Nosfiratu opened this issue on Aug 30, 2002 ยท 222 posts
aleks posted Fri, 30 August 2002 at 8:15 AM
nosfiratu: "According to most EULAs, software is something like renting a sofa: You pay for the privilege of having a piece of furniture in your house subject to certain conditions, however the sofa remains the propery of the rental company." yes, but rental company wouldn't want me to sign the agreement again when i change my fridge or pictures on the wall. and when i don't want that sofa any more, i get part of my money back. i don't think that cl will pay me back when i don't want to use poser any more. ----- nosfiratu: "Curious Labs values our customers' privacy and takes steps to safeguard that information.

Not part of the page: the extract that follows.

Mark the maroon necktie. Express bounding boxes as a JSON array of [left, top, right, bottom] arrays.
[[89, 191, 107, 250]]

For example, we do NOT sell your information." you may not, it may be stolen from you (happens all the time), someone from your stuff may give it away (nothing new) or another company, which is not bound by your words of honour, may buy you and do whatever they want with your database (also nothing new). --- nosfiratu: "Your daily life is rife with security measures designed to keep people from stealing your property (door locks, window bars, alarms, access cards, passwords, firewalls, virus scanners, etc.). Crime is something we must all live with. You complain about being honest people who have to pay for crime by being forced to register Poser 5. It's a valid complaint and I personally agree with you in principle. The mere concept that honest people must alter their behavior and spend resources to guard against crime is abominable." and that's exactly why i don't want to give my data away. you are looking at it only from your point of view. there are thousands of your customers who have the same worries but no meenings or power to do something about it as you do. --- cl is one of those rare companies who are very close to their customers. or so it was. it seems as if cl is heading the same way as metacreations did - forget about friendliness, just grab the money. cl is on it's way to become just another faceless software producer who ignores their customers as long as it's alone on the market. i wouldn't consider it as any kind of proof to show my eula together with the micro$oft's or appl's. those are major players and just couldn't care less about what people think about their product. they monopolised it and customers have plain no choice but to obey. guess why mac version of p5 comes later? right. "call home" didn't work for microsoft, the number of illegal xp installations is roughly the same as with w98 or w2k. why should it work for cl?